LUBUK PINANG, Bengkulu Ekspress – Masyarakat di Kabupaten Mukomuko khususnya di wilayah Kecamatan Lubuk Pinang dan sekitarnya mendesak pihak – pihak terkait melakukan penertiban penjualan minuman tuak di wilayah tersebut. Pasalnya, penjualan tuak diduga telah meresahkan hingga telah merambah di kalangan pelajar di kecamatan tersebut.
“ Penjualan tuak ini seakan - akan sangat bebas. Buktinya anak – anak usia pelajar dengan mudahnya mendapatkan hingga mengkonsumsi minuman tersebut, ” tegas Tokoh Masyarakat Kecamatan Lubuk Pinang, Abu Zaman kepada Bengkulu Ekspress kemarin.
Menurutnya, khusus tuak yang dibeli kalangan pelajar dengan harga Rp 10 ribu per liter itu. Oleh oknum pelajar diduga kuat dioplos dengan obat batuk merek komix dan minuman ale – ale. Lokasi tempat para pelajar itu minum di tempat – tempat sepei, baik itu pada siang dan malam hari. Seperti di dalam terminal hingga di jembatan yang ada di wilayah tersebut serta tempat sepi lainnya. Untuk menghindari hal – hal yang tidak diinginkan. Diharapkan sesegera mungkin dilakukan penertiban.

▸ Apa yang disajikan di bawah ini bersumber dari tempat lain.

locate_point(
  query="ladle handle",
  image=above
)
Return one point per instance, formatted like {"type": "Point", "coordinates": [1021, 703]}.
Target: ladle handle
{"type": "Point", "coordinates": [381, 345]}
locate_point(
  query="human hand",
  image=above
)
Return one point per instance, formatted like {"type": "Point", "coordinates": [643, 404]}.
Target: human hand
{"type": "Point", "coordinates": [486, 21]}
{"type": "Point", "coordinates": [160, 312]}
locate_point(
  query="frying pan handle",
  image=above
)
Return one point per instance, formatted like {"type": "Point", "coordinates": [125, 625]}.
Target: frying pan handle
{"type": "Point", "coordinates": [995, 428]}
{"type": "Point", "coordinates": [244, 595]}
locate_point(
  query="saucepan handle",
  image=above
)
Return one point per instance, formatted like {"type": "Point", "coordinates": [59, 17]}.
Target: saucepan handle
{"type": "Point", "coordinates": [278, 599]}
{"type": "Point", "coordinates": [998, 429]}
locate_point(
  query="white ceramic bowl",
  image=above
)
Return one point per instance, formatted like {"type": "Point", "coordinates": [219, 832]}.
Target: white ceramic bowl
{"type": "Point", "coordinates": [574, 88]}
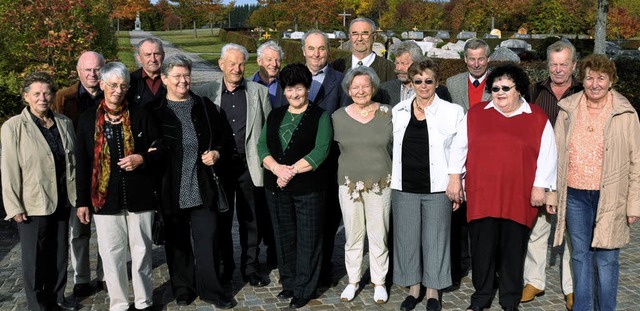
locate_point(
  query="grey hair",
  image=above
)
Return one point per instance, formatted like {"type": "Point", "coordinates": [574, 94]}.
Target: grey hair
{"type": "Point", "coordinates": [560, 45]}
{"type": "Point", "coordinates": [177, 60]}
{"type": "Point", "coordinates": [152, 40]}
{"type": "Point", "coordinates": [312, 32]}
{"type": "Point", "coordinates": [366, 20]}
{"type": "Point", "coordinates": [474, 44]}
{"type": "Point", "coordinates": [360, 71]}
{"type": "Point", "coordinates": [96, 54]}
{"type": "Point", "coordinates": [270, 45]}
{"type": "Point", "coordinates": [410, 47]}
{"type": "Point", "coordinates": [114, 69]}
{"type": "Point", "coordinates": [233, 46]}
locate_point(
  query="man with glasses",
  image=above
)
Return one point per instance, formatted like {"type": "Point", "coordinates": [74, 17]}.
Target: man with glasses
{"type": "Point", "coordinates": [397, 90]}
{"type": "Point", "coordinates": [561, 60]}
{"type": "Point", "coordinates": [145, 88]}
{"type": "Point", "coordinates": [362, 36]}
{"type": "Point", "coordinates": [72, 101]}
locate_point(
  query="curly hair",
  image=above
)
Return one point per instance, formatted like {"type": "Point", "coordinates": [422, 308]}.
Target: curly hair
{"type": "Point", "coordinates": [515, 73]}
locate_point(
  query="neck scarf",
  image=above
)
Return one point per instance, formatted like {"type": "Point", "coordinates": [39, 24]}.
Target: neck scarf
{"type": "Point", "coordinates": [102, 155]}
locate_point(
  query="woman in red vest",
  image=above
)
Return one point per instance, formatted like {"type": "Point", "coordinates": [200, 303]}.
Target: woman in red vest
{"type": "Point", "coordinates": [508, 149]}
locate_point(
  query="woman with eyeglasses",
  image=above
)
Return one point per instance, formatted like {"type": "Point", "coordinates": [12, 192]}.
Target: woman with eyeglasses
{"type": "Point", "coordinates": [364, 173]}
{"type": "Point", "coordinates": [115, 183]}
{"type": "Point", "coordinates": [508, 149]}
{"type": "Point", "coordinates": [423, 128]}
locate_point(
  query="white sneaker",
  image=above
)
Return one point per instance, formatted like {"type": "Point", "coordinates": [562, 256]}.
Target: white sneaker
{"type": "Point", "coordinates": [380, 295]}
{"type": "Point", "coordinates": [349, 292]}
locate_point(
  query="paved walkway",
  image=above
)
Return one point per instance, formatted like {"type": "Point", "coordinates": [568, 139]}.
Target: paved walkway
{"type": "Point", "coordinates": [249, 298]}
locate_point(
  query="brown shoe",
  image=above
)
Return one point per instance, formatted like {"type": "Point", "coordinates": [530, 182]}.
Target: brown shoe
{"type": "Point", "coordinates": [530, 292]}
{"type": "Point", "coordinates": [569, 301]}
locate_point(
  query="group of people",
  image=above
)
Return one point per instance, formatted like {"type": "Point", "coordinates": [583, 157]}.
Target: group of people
{"type": "Point", "coordinates": [432, 176]}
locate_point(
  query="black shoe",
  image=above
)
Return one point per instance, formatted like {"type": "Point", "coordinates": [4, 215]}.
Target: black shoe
{"type": "Point", "coordinates": [256, 280]}
{"type": "Point", "coordinates": [433, 305]}
{"type": "Point", "coordinates": [297, 303]}
{"type": "Point", "coordinates": [66, 305]}
{"type": "Point", "coordinates": [101, 285]}
{"type": "Point", "coordinates": [82, 290]}
{"type": "Point", "coordinates": [184, 300]}
{"type": "Point", "coordinates": [285, 294]}
{"type": "Point", "coordinates": [222, 303]}
{"type": "Point", "coordinates": [409, 303]}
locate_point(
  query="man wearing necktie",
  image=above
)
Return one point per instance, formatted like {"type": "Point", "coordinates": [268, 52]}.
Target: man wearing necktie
{"type": "Point", "coordinates": [362, 36]}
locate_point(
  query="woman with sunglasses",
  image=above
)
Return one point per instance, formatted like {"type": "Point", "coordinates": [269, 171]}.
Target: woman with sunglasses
{"type": "Point", "coordinates": [423, 128]}
{"type": "Point", "coordinates": [509, 151]}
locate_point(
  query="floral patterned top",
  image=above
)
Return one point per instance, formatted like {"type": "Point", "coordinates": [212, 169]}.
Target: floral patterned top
{"type": "Point", "coordinates": [365, 151]}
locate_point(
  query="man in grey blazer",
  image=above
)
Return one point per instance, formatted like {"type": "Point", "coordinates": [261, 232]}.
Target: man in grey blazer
{"type": "Point", "coordinates": [397, 90]}
{"type": "Point", "coordinates": [246, 106]}
{"type": "Point", "coordinates": [468, 88]}
{"type": "Point", "coordinates": [362, 35]}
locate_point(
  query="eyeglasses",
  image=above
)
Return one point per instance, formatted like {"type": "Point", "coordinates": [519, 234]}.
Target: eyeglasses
{"type": "Point", "coordinates": [186, 76]}
{"type": "Point", "coordinates": [505, 89]}
{"type": "Point", "coordinates": [122, 87]}
{"type": "Point", "coordinates": [364, 35]}
{"type": "Point", "coordinates": [427, 82]}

“Kami sebagai masyarakat sangat prihatin minuman tuak telah merambah kalangan pelajar. Ditambah lagi minuman itu dioplos. Jangan sampai akibat minuman yang dioplos akan berdampak lebih negatif lagi,” ujarnya.

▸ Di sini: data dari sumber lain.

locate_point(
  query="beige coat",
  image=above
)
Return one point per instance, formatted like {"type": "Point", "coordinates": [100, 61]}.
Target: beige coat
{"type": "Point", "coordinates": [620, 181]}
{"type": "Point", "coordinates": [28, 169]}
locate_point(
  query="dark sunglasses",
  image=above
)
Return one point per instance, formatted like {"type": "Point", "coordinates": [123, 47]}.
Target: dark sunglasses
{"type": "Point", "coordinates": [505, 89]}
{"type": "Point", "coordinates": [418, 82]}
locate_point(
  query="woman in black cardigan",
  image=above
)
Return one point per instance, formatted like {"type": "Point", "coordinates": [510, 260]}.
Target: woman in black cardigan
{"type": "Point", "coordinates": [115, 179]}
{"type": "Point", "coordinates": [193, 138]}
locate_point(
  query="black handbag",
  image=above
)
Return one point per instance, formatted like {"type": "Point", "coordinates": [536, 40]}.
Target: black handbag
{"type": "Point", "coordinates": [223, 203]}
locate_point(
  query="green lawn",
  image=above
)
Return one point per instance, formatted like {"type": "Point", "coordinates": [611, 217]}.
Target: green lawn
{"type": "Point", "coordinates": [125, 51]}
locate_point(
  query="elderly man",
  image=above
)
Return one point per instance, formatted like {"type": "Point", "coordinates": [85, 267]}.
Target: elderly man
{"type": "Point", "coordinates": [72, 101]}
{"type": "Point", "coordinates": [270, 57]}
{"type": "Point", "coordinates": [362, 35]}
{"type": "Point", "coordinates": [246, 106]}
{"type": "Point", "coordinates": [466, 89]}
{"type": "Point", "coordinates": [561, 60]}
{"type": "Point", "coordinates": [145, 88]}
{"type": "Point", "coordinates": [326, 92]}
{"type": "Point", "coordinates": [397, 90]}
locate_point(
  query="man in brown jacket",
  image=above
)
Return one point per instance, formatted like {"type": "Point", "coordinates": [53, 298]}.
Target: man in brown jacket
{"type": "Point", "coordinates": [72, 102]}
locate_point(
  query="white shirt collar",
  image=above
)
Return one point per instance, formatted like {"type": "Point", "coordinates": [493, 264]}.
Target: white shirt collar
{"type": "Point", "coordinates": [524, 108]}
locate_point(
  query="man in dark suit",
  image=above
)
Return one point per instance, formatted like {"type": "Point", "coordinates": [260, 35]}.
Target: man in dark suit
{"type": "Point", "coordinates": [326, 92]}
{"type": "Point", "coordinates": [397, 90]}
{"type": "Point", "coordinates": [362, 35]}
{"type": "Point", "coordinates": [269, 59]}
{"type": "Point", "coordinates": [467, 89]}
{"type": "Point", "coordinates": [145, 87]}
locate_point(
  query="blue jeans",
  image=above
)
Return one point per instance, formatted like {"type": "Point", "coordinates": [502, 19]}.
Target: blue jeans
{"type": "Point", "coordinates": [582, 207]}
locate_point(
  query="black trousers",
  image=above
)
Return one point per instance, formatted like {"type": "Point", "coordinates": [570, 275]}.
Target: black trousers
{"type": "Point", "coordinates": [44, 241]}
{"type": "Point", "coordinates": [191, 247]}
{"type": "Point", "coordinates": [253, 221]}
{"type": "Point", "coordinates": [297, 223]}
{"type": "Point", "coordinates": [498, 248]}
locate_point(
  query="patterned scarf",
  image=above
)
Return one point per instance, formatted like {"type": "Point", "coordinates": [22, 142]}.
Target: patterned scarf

Dia menyampaikan, jikalau minuman tuak itu adalah minuman tradisional bagi orang – orang tertentu diharapkan penjualan dibatasi. Khususnya tidak dijual kepada kalangan usia pelajar. “ Saya sangat khawatir jika ini dibiarkan akan mengarah ke hal –hal negatif lainnya. Karena usia pelajar rata – rata sudah punya handphone yang dapat langsung mengakses internet. Pengaruh dari minuman yang dioplos bisa saja akan mengarah ke hal negatif lainnya,” bebernya.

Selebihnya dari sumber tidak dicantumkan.